VLAANDEREN IN ORDE MET WITTE KASSA, WALLONIË NOG NIET
Bijna alle Limburgse horecazaken komen wet na
In Limburg zijn bijna alle horecazaken die dat moeten, ook in orde met de witte kassa. Net als in Oost- en West-Vlaanderen. In Antwerpen en Vlaams-Brabant is nog 15 procent niet in orde. Het contrast met Wallonië en Brussel is in elk geval groot: daar heeft nog niet de helft een witte kassa.
De cijfers komen van minister van Financiën Johan Van Overtveldt (N-VA). Hij antwoordt daarmee op een vraag van zijn partijgenoot Werner Janssen die gevraagd heeft om het aantal zaken dat een witte kassa moet gebruiken en het aantal geregistreerde kassa’s per provincie met elkaar te vergelijken.
Zo blijkt dus dat Vlaanderen het goed doet, maar dat in Brussel maar 44 procent van de horecazaken een witte kassa heeft. In heel Wallonië heeft in geen enkele provincie meer dan de helft van de zaken een witte kassa. “De horecafederaties in Brussel en Wallonië zeggen tegen hun leden dat de witte kassa illegaal is”, zegt Filip Vanheusden, voorzitter van Horeca Vlaanderen. “We zijn met alle federaties trouwens de nieuwe regels opnieuw aan het aanvechten bij de Raad van State, want die vinden we nog altijd niet eerlijk. Ik durf zeggen dat het voor 90 à 95 procent van de horecazaken nog altijd niet lukt om 100 procent in het wit te werken.”

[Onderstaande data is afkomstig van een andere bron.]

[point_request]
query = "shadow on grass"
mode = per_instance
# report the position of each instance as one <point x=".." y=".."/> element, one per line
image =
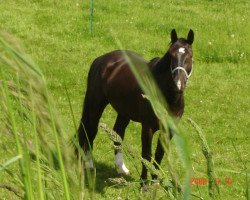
<point x="104" y="176"/>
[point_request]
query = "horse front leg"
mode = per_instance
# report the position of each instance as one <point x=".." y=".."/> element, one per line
<point x="119" y="127"/>
<point x="146" y="138"/>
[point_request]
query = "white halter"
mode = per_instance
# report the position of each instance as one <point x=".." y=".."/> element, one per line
<point x="183" y="69"/>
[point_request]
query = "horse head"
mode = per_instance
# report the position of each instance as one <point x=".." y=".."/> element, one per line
<point x="181" y="57"/>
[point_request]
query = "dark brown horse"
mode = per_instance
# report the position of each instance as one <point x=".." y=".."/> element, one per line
<point x="110" y="80"/>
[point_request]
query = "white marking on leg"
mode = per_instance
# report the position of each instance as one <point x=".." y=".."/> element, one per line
<point x="182" y="50"/>
<point x="121" y="168"/>
<point x="89" y="163"/>
<point x="179" y="84"/>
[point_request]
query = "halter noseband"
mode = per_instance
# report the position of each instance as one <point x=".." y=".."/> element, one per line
<point x="183" y="69"/>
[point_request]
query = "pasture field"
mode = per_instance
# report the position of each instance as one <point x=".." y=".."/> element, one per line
<point x="56" y="35"/>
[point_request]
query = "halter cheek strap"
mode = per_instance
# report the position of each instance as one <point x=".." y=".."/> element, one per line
<point x="183" y="69"/>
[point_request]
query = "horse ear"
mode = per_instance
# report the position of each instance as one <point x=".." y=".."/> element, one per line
<point x="174" y="37"/>
<point x="190" y="38"/>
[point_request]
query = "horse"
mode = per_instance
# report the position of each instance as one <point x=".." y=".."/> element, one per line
<point x="111" y="81"/>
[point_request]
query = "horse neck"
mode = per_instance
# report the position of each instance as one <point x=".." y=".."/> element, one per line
<point x="163" y="76"/>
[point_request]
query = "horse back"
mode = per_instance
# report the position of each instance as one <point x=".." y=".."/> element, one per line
<point x="112" y="73"/>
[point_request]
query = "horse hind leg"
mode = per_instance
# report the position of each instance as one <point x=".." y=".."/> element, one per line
<point x="92" y="111"/>
<point x="119" y="127"/>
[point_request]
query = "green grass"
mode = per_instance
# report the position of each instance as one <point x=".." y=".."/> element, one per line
<point x="56" y="34"/>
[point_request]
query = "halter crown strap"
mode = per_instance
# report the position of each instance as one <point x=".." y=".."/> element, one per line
<point x="183" y="69"/>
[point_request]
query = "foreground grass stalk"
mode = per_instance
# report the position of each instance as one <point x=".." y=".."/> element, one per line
<point x="10" y="114"/>
<point x="210" y="164"/>
<point x="38" y="164"/>
<point x="24" y="134"/>
<point x="59" y="153"/>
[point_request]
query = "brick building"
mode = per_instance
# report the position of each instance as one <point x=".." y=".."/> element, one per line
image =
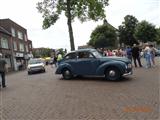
<point x="15" y="46"/>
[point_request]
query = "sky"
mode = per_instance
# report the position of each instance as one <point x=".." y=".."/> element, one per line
<point x="24" y="13"/>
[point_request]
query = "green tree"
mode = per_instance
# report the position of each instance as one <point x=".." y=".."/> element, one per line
<point x="127" y="29"/>
<point x="82" y="9"/>
<point x="145" y="32"/>
<point x="103" y="36"/>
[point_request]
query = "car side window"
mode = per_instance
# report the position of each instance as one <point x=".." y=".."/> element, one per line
<point x="82" y="55"/>
<point x="70" y="56"/>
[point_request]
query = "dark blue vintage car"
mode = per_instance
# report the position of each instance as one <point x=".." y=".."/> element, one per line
<point x="91" y="63"/>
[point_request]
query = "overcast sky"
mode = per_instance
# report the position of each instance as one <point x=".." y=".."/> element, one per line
<point x="24" y="13"/>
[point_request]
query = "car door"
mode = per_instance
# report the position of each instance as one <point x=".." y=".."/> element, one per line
<point x="86" y="63"/>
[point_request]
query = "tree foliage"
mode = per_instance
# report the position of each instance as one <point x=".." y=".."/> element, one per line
<point x="145" y="32"/>
<point x="82" y="9"/>
<point x="103" y="36"/>
<point x="127" y="29"/>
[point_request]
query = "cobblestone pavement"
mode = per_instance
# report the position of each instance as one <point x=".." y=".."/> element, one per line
<point x="47" y="96"/>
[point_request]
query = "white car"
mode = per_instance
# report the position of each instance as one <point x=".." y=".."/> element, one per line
<point x="36" y="65"/>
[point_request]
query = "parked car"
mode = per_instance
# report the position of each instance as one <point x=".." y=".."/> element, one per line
<point x="36" y="65"/>
<point x="91" y="62"/>
<point x="157" y="53"/>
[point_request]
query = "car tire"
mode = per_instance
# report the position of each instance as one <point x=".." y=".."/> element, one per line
<point x="112" y="73"/>
<point x="67" y="75"/>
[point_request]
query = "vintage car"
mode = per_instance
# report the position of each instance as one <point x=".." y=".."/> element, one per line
<point x="89" y="62"/>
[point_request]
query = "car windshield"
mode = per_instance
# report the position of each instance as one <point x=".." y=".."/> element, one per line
<point x="97" y="54"/>
<point x="35" y="61"/>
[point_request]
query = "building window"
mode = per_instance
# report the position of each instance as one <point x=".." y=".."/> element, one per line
<point x="20" y="35"/>
<point x="25" y="37"/>
<point x="30" y="46"/>
<point x="15" y="45"/>
<point x="13" y="32"/>
<point x="4" y="43"/>
<point x="21" y="47"/>
<point x="26" y="48"/>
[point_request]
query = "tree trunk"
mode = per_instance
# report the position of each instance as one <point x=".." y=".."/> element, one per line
<point x="69" y="22"/>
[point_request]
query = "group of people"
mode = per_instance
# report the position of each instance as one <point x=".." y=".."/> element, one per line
<point x="135" y="53"/>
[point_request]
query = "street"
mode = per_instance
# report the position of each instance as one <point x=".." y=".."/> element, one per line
<point x="46" y="96"/>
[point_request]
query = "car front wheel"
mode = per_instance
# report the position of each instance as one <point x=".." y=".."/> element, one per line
<point x="112" y="73"/>
<point x="67" y="74"/>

Horeca Vlaanderen is niet verbaasd over het verschil tussen Vlaanderen en Wallonië. “De horecafederaties uit Wallonië en Brussel zeggen tegen hun leden dat die witte kassa illegaal is”, weet Filip Vanheusden, voorzitter van Horeca Vlaanderen. “Ze geven hun leden een attest mee dat ze bij een controle kunnen voorleggen waarmee ze zich zogezegd juridisch indekken. We zijn met de drie federaties in augustus opnieuw naar de Raad van State gestapt om ook die 25.000 euro-regel te schrappen. Want nu moet een café dat 500.000 euro omzet draait, waarvan 24.000 euro uit eten, geen witte kassa hebben. Maar een café met 100.000 euro omzet waarvan 26.000 euro uit eten, wel. Dat is niet eerlijk. Ook de regels voor de 360 overuren, waarbij bruto gelijk is aan netto, zijn in de praktijk niet uit te voeren. Want die mogen we alleen gebruiken in uitzonderlijke omstandigheden. Zo mag ik een zieke kok wel de dag erna vervangen door een collega, maar een dag later alweer niet. Door al die moeilijkheden durf ik zeggen dat het voor 90 à 95 procent van de horecazaken nog altijd niet mogelijk is om 100 procent in het wit te werken.”